ARMANDO GONZÁLEZ ESCOTO

La diócesis de Guadalajara

12 Julio 2015

Mañana 13 de julio la diócesis de Guadalajara cumple 469 años de fundada. La presión de los tiempos presentes impide deleitarse en las glorias del pasado, y aplicarse más bien al análisis de los retos actuales y las condiciones en que estos pueden o no enfrentarse con algún éxito.

Antes de lo imaginable pero no de lo predecible, la religión entró a formar parte del mundo capitalista y competitivo que cifra el presente y el futuro de toda institución en su capacidad para dar respuestas rápidas y eficaces a los nuevos requerimientos que el hombre contemporáneo enfrenta en cualquier campo, desde la satisfacción de las necesidades primarias hasta el de las más sofisticadas. A los líderes de la Iglesia les ha sido difícil no sólo entrar en este espacio cultural sino incluso comprenderlo; ubicarse en la línea de las respuestas pertinentes permanece como un reto aún mayor.

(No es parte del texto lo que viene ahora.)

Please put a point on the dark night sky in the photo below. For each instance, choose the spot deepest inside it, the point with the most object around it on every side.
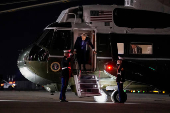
(21, 28)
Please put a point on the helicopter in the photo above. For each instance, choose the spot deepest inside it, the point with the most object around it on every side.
(112, 34)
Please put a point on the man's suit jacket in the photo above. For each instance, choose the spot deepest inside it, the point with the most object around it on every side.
(78, 44)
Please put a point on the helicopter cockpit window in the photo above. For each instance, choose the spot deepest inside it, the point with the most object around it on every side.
(141, 48)
(61, 40)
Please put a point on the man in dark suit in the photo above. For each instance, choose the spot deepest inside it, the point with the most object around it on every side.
(135, 49)
(80, 48)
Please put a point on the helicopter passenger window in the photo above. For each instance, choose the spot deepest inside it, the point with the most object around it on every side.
(45, 41)
(61, 40)
(141, 48)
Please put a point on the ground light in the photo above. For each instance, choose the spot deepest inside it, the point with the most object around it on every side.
(102, 98)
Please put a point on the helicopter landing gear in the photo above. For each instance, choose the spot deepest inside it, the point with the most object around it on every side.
(115, 97)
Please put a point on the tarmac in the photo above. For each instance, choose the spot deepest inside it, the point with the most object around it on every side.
(44, 102)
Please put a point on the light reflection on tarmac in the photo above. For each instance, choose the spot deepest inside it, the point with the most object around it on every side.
(43, 102)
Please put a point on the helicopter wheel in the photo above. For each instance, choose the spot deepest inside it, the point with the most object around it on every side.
(115, 96)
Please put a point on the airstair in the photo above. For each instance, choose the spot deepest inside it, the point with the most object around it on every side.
(87, 85)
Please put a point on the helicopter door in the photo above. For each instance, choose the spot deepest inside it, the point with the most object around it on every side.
(90, 56)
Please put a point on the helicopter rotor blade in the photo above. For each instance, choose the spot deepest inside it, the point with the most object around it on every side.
(36, 5)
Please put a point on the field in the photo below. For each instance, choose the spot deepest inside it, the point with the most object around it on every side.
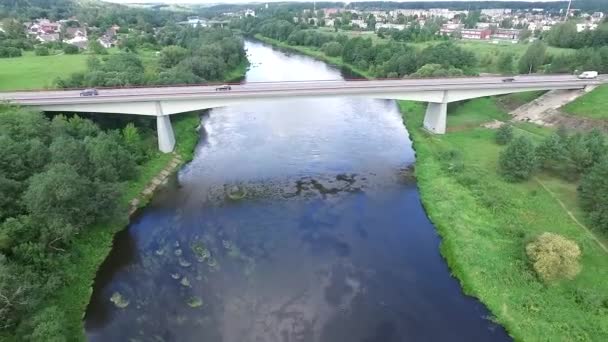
(593, 105)
(37, 72)
(485, 223)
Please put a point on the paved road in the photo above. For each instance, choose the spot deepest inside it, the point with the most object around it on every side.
(286, 89)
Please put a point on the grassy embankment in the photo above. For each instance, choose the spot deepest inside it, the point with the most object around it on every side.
(593, 105)
(485, 223)
(313, 52)
(94, 244)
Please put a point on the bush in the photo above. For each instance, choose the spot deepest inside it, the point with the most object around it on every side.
(593, 193)
(71, 49)
(504, 134)
(554, 257)
(332, 49)
(518, 160)
(41, 51)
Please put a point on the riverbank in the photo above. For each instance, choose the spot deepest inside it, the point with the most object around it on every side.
(93, 245)
(485, 223)
(314, 53)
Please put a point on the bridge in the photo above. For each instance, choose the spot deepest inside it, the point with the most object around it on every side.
(162, 102)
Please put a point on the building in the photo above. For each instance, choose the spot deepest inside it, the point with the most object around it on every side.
(507, 34)
(362, 24)
(585, 27)
(478, 34)
(390, 27)
(448, 29)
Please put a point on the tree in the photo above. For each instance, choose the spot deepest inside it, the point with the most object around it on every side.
(518, 160)
(71, 49)
(170, 56)
(332, 49)
(41, 51)
(96, 47)
(504, 134)
(505, 63)
(554, 257)
(533, 58)
(593, 194)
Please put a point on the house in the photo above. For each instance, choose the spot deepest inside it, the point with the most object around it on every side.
(476, 33)
(362, 24)
(106, 41)
(47, 38)
(585, 26)
(390, 27)
(508, 34)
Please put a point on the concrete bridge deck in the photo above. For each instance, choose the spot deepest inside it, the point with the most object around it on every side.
(164, 101)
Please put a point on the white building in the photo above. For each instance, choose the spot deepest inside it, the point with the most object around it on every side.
(390, 27)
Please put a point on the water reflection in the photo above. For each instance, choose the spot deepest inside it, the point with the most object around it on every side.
(296, 221)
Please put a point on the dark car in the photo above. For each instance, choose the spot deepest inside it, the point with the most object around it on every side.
(89, 92)
(223, 88)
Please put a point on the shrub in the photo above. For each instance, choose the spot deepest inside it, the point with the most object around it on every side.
(41, 51)
(518, 160)
(332, 49)
(554, 257)
(504, 134)
(71, 49)
(593, 194)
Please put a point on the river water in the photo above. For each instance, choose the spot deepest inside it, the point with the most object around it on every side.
(296, 221)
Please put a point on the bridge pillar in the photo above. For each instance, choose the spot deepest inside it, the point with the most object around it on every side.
(436, 117)
(164, 130)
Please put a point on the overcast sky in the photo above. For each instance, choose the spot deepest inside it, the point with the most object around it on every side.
(260, 1)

La diócesis de Guadalajara con 469 años a cuestas había venido desarrollando sin embargo un papel bastante dinámico e incluso pionero en diversos aspectos y casi en todas sus épocas. Esta capacidad para escuchar, discernir y responder con éxito tuvo en el siglo pasado exponentes muy destacados en la persona de los arzobispos José Garibi Rivera y José Salazar López. Este último anticipaba ya las grandes líneas que el actual pontífice Francisco ha puesto en la palestra universal: sencillez pero no simplicidad, austeridad de vida pero plena de generosidad, espíritu evangélico por encima de la mundanidad siempre tan plagada de ambiciones con su corolario inevitable de intrigas y políticas terrenales; de trato amable y comprensivo, fruto de un interés genuino por las personas que nunca fueron meros números o simples nombres, mucho menos seres humanos reducidos a la condición de problemas o posibilidades, y desde luego, una disponibilidad inmediata, de 24 horas, para la atención y el servicio. Su fallecimiento el 9 de julio de 1991 dejará una prolongada vacante.

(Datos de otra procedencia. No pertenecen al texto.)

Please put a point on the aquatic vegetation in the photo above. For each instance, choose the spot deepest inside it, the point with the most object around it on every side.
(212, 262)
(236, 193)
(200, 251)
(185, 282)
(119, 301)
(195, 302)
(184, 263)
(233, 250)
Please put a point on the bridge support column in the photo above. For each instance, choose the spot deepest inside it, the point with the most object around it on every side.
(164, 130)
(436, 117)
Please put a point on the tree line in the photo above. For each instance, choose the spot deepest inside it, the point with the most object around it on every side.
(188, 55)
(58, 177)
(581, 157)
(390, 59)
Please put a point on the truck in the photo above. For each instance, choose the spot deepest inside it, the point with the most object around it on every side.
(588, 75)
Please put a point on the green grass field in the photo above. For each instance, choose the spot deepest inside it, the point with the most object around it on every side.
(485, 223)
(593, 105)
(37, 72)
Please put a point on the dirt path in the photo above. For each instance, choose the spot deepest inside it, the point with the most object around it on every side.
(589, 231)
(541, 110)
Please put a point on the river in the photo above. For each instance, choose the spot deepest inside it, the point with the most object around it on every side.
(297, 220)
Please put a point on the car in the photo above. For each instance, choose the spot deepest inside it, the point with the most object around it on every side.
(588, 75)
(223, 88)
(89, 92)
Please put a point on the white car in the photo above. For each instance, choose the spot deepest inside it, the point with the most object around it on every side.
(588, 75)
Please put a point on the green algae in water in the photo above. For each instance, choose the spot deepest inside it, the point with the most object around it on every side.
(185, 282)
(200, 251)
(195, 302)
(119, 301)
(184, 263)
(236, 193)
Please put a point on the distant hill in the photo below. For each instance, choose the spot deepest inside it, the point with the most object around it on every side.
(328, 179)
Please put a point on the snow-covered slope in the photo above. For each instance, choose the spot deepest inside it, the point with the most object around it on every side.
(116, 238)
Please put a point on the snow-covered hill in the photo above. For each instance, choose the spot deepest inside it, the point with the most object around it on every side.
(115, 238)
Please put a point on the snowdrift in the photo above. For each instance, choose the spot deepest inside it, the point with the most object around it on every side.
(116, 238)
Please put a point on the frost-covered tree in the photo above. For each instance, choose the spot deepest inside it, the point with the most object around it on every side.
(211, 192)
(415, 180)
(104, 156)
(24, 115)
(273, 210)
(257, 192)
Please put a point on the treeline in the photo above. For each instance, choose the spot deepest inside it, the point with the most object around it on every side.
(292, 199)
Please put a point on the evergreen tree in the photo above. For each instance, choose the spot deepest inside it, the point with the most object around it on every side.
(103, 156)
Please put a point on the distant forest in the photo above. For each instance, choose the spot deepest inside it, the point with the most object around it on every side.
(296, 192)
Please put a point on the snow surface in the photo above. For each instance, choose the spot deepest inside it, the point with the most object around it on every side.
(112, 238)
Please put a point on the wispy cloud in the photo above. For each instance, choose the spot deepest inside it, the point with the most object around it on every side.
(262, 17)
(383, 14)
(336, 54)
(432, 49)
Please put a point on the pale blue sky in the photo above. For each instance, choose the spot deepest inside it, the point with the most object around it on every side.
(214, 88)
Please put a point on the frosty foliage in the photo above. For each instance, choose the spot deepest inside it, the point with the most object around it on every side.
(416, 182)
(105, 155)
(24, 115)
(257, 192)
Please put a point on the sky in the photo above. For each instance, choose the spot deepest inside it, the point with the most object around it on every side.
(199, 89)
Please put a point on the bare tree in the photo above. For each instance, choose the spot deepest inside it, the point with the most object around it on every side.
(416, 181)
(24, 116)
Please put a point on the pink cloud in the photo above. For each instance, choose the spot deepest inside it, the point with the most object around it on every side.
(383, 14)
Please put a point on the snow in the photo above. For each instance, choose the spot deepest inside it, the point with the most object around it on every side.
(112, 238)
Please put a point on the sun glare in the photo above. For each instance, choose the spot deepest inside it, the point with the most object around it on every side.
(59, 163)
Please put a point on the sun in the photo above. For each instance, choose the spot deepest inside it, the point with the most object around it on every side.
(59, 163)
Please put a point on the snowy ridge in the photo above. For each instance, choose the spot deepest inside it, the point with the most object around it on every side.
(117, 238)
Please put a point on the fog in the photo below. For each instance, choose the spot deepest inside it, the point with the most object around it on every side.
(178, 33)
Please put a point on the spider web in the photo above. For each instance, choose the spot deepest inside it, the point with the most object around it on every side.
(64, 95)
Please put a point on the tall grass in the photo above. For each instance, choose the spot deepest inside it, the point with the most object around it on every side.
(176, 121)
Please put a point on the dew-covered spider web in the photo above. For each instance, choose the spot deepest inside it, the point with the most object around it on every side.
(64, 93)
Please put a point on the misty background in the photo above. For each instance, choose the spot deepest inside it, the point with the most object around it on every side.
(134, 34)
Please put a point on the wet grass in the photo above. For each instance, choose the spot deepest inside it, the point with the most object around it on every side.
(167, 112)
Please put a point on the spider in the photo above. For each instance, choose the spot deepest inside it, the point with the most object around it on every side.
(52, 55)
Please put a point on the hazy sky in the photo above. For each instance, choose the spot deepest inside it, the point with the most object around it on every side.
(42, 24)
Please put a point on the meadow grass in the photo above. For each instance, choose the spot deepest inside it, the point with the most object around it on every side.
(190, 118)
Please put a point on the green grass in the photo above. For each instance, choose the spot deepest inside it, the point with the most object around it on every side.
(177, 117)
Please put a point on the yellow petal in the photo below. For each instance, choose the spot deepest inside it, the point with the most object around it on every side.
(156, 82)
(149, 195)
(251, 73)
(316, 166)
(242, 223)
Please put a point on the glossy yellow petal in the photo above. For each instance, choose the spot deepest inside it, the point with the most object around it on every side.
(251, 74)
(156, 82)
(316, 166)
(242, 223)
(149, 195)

En el momento presente la diócesis de Guadalajara sigue haciendo esfuerzos para mantener una acción que realmente transforme la mente y las motivaciones del ser humano, sólo que esta acción supone un compromiso más de comprensión que de juicio, más de diálogo que de choque, más de inclusión en el universo social que de auto exclusión, más de tender puentes que de fabricar nuevas barreras, más de comunicar vida que de encapsularla, más de aprender que seguir hablando en lenguajes que ya no se entienden.

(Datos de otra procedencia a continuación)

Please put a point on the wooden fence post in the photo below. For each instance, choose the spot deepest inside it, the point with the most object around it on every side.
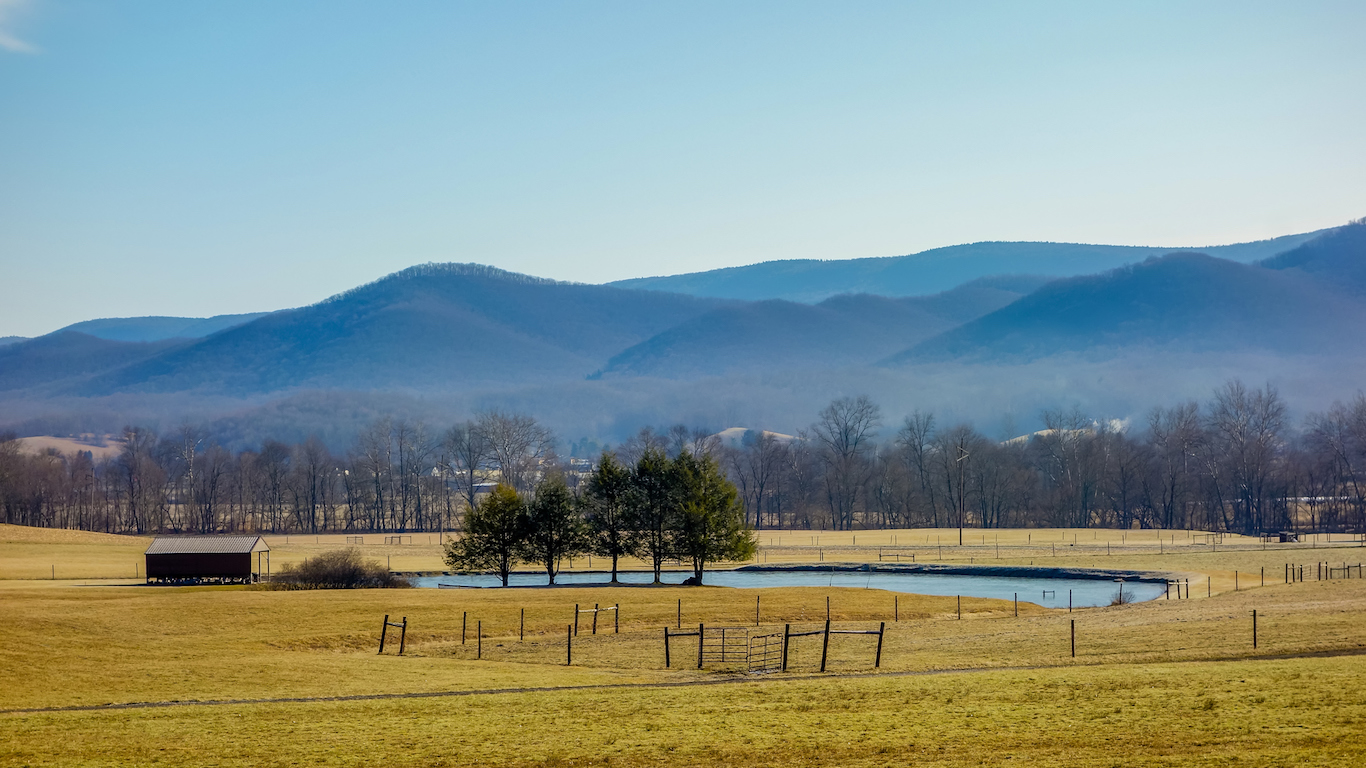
(825, 644)
(881, 630)
(700, 647)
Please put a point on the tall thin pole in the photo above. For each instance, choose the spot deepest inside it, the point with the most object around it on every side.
(825, 644)
(881, 630)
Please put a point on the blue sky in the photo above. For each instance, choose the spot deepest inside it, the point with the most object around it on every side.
(170, 157)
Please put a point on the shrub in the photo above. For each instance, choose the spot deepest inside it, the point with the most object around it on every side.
(1122, 597)
(340, 569)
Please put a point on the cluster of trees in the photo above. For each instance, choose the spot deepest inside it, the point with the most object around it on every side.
(1234, 463)
(661, 507)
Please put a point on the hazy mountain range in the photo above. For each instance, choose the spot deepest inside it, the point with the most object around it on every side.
(764, 342)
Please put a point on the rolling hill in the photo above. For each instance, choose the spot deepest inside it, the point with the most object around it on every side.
(1185, 301)
(930, 271)
(1337, 258)
(159, 328)
(839, 332)
(429, 327)
(68, 355)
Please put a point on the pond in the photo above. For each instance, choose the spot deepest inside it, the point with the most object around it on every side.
(1042, 591)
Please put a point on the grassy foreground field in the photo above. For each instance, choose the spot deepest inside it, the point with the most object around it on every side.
(1169, 682)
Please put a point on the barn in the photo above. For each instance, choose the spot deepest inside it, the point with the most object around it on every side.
(196, 559)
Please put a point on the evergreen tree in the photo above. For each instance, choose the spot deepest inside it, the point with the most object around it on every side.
(654, 507)
(607, 503)
(495, 535)
(555, 529)
(711, 522)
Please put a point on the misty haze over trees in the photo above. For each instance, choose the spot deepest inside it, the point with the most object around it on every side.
(1234, 462)
(1109, 330)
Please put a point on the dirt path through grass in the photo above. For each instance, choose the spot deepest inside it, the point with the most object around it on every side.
(727, 681)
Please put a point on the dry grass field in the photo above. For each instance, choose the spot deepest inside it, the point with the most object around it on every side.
(1168, 682)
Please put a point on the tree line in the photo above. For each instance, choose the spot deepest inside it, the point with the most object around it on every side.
(1232, 463)
(661, 507)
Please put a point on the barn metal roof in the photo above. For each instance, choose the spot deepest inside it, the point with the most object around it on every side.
(205, 544)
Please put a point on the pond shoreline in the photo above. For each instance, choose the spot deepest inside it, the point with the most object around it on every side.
(939, 569)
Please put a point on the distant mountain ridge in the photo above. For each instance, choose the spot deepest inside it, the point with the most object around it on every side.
(425, 327)
(441, 340)
(1298, 304)
(157, 328)
(842, 331)
(932, 271)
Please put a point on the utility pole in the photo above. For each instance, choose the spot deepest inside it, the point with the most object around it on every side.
(962, 498)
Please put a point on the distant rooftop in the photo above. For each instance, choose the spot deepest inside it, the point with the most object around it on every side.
(206, 545)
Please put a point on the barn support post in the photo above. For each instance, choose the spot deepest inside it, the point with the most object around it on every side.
(825, 644)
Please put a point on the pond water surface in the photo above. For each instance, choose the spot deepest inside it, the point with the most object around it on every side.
(1047, 592)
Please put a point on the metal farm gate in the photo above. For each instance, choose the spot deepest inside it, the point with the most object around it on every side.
(726, 645)
(765, 652)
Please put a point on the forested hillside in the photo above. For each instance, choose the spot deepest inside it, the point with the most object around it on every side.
(1235, 462)
(159, 328)
(930, 271)
(842, 331)
(426, 327)
(1183, 301)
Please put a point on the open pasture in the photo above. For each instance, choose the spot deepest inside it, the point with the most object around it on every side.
(1165, 682)
(33, 554)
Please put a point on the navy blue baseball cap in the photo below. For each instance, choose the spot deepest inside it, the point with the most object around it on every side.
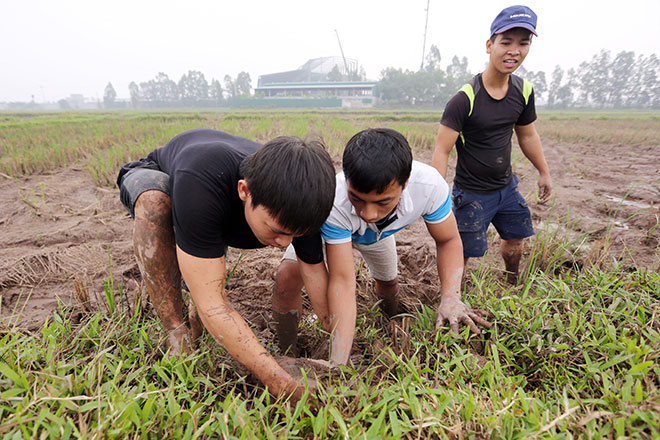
(514, 16)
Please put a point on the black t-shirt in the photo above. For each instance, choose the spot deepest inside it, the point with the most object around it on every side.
(208, 215)
(484, 147)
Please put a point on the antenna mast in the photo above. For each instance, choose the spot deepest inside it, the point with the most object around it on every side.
(428, 2)
(342, 54)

En el siglo XVI los misioneros llegados a América se convirtieron en defensores de derechos que nadie había considerado, cuestionaron los derechos que todo mundo daba por sentados, y así adquirieron el derecho a la posteridad; de esta manera una nueva doctrina religiosa que los indígenas comprendían a medias, les quedaba suficientemente clara cuando la veían reflejada en el estilo de vida y acción de aquellos singulares misioneros. La diócesis de Guadalajara deberá entonces recordar no para gloriarse, sino para de nuevo ubicarse en los caminos que sí llevan a la vida y reconquistar otra vez su derecho a la posteridad.